Category Archives

6 Articles

Posted by Anna Brandt on

Collaboration – Versions Management

Release 1.7.1

The second important element for organized collaboration is the version management of Transkribus. In the toolbar it seems rather inconspicuous, but it is enormously important. Transkribus stores a version of the currently edited page each time it is saved. It contains the current status of the layout work and content processing.

These versions are provided with an “edit status” so that they can be easier distinguished. A newly uploaded Document contains only pages with the edit status “new”. As soon as you edit a page, the edit status automatically changes to “in progress”. The three other status options – “done”, “final” and “Ground Truth” – can only be set manually.

The logical time to set such a “higher” status depends on the agreements within the team. We use versions management mostly during the production of training material – Ground Truth. All pages that have a finished layout analysis are set to “done” so that the transcribers and editors know that this page can now be finished by them. This status will not be changed until the page has a 100% secure transcription. Then it will be set to “Ground Truth” or “final”. All pages with the status “GT” will later be used as training material for HTR models, while the pages with edit status “final” will be used to create the test sets.

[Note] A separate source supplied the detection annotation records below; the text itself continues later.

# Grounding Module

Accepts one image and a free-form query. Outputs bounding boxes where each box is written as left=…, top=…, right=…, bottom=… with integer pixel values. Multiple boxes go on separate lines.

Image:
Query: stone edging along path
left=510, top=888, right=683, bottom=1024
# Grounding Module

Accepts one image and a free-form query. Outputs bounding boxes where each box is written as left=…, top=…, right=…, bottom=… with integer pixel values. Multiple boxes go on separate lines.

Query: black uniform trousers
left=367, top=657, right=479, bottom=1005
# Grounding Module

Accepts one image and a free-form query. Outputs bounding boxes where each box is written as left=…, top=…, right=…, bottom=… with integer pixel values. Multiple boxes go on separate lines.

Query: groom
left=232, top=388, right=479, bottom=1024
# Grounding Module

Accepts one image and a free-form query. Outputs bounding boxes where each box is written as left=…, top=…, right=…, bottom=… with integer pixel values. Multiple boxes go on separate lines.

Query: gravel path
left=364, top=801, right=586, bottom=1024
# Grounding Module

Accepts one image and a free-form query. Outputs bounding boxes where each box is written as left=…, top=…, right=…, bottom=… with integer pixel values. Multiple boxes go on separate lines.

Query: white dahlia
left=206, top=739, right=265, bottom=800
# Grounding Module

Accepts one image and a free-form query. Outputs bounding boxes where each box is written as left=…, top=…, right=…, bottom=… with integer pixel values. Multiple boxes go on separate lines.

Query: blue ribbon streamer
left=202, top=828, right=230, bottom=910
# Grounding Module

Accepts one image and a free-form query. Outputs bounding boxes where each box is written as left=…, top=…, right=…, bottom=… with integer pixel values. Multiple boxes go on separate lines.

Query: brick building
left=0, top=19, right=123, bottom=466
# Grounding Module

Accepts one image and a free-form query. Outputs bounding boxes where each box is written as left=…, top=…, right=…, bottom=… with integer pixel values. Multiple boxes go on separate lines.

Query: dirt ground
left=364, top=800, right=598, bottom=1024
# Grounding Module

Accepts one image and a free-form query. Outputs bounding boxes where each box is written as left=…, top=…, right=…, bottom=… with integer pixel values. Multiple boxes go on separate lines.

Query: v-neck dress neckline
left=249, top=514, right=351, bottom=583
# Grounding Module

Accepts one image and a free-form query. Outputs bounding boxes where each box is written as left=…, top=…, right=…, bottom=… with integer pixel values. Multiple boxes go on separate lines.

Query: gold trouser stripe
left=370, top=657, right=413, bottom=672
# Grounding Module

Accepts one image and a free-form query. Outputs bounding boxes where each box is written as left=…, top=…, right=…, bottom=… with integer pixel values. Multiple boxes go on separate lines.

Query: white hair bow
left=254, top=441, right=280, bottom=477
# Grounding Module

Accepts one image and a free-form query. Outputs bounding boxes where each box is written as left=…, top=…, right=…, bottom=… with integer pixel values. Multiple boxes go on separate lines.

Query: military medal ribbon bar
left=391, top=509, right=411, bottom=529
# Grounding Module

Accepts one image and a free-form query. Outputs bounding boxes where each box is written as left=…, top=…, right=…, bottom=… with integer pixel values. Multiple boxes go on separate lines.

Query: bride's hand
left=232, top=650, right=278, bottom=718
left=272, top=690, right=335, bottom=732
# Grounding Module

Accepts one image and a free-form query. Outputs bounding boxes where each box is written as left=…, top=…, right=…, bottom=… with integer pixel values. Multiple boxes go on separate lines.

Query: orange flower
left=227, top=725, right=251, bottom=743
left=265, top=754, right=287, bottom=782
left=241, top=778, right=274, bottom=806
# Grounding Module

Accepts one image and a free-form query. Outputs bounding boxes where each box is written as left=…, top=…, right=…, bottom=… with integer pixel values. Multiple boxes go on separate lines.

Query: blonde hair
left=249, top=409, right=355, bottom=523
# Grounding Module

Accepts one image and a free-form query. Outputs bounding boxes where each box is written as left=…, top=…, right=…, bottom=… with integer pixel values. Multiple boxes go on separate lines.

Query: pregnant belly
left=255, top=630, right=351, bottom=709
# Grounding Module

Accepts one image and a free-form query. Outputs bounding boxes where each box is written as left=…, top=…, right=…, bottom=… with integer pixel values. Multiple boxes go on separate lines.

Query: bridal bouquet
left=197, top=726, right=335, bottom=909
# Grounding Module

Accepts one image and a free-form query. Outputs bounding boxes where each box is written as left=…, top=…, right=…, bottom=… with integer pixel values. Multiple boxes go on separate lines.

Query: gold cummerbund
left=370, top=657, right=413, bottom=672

Each collaborator can access and edit or delete all versions of a page at any time. The edit status helps him to find the desired version faster. In addition to the edit status, the last editor and the save time are displayed for each version. If the version was edited with an automatic process (layout analysis or HTR), this is also commented. Thus, the processing steps are traceable in detail.

Tips & Tools
You can have multiple versions with the same status.
You can set any version to any other status – except to “New”.
You can delete single or multiple versions – except final versions, which cannot be deleted.

Posted by Elisabeth Heigl on

Collaboration – User Management

Release 1.7.1

The Transkribus platform is designed for collaboration. So many users can work on a collection and even a document at the same time. Collisions should be easily avoided with a little organizational skill.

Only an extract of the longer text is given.